South Korea allowed for a significant preparation period (one year) between the passing of the its Basic Act and its enforcement. During this time, the government worked with lower statute alignment bureaus and expert task forces to draft the specific guidelines that would fill in the legislative gaps.
AI innovation is moving faster than the law, and always will, so a rigid, permanent regulation passed today will be obsolete in the near future. To avoid this, cities can start with a framework policy that sets the vision and values, followed by a period of guidelines, pilot programmes, and ethics codes, before moving to hard enforcement. This allows the city to learn from real-world data and adjust its rules as the technology evolves.
For cities looking to implement these lessons, the following steps are recommended:
The South Korean AI Basic Act serves as a reminder that AI governance is not just a technical challenge, but a political and social one. By integrating industrial promotion with strict safety protocols, the government is attempting to build an AI society that is both prosperous and secure.

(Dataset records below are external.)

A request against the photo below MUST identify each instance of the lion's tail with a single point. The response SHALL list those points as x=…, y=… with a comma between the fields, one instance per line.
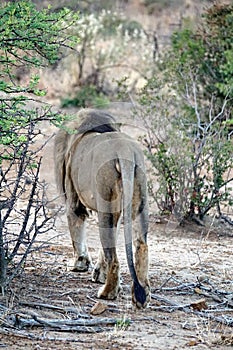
x=128, y=174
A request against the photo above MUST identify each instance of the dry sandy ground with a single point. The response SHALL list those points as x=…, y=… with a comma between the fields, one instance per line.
x=187, y=265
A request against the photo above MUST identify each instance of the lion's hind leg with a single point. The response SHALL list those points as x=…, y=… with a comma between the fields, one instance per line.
x=141, y=257
x=76, y=216
x=100, y=270
x=108, y=232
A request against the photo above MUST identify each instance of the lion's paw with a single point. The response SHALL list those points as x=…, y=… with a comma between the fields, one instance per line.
x=106, y=293
x=81, y=264
x=147, y=294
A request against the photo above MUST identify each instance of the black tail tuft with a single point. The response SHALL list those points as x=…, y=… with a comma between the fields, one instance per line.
x=140, y=294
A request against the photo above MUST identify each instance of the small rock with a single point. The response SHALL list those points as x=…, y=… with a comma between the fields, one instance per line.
x=98, y=308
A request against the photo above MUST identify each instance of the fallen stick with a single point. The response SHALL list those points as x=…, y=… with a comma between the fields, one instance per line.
x=78, y=325
x=55, y=308
x=228, y=321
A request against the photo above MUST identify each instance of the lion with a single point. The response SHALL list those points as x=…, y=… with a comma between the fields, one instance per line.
x=99, y=168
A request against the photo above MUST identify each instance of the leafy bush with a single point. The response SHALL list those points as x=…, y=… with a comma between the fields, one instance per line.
x=189, y=140
x=28, y=38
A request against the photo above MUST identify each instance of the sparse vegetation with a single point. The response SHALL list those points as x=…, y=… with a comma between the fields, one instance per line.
x=28, y=38
x=187, y=112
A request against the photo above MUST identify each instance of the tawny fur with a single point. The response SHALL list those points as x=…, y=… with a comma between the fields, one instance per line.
x=102, y=169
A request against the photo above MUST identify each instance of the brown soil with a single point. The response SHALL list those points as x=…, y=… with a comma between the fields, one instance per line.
x=187, y=264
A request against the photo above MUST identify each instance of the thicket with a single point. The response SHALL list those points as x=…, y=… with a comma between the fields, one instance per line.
x=187, y=110
x=29, y=39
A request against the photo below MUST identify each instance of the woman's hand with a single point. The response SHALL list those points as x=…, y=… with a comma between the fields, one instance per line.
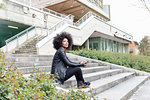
x=84, y=63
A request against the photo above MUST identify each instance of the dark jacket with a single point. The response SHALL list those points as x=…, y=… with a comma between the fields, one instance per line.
x=60, y=64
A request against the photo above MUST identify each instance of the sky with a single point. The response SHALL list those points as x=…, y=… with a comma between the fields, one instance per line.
x=130, y=16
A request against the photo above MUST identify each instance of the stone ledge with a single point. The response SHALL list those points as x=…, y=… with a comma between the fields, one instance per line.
x=138, y=72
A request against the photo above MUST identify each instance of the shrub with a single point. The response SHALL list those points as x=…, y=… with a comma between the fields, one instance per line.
x=132, y=61
x=13, y=86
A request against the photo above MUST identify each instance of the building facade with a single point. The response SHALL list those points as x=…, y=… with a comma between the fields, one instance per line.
x=88, y=21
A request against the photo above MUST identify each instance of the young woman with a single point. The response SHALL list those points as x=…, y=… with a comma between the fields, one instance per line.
x=62, y=67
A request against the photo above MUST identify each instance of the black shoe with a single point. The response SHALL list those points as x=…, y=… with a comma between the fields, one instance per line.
x=80, y=84
x=87, y=83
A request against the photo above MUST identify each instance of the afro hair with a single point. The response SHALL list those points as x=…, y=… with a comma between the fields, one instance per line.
x=57, y=42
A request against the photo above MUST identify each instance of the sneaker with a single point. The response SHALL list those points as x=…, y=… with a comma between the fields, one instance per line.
x=80, y=84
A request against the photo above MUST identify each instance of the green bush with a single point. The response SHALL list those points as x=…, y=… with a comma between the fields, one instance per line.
x=132, y=61
x=13, y=86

For cities still in the early stages of their AI adoption, the message is clear: it’s not a choice between being pro-innovation and pro-safety – these two goals are mutually reinforcing. By establishing a clear "control tower," prioritising transparency, and supporting local innovation, cities can ensure that AI becomes a tool for empowerment rather than a source of exclusion. The Basic Act can act as a helpful foundation for local governments; it is then up to the world’s cities, and the technology ecosystem that supports them, to build upon it, tailoring these lessons to the unique needs of their own communities.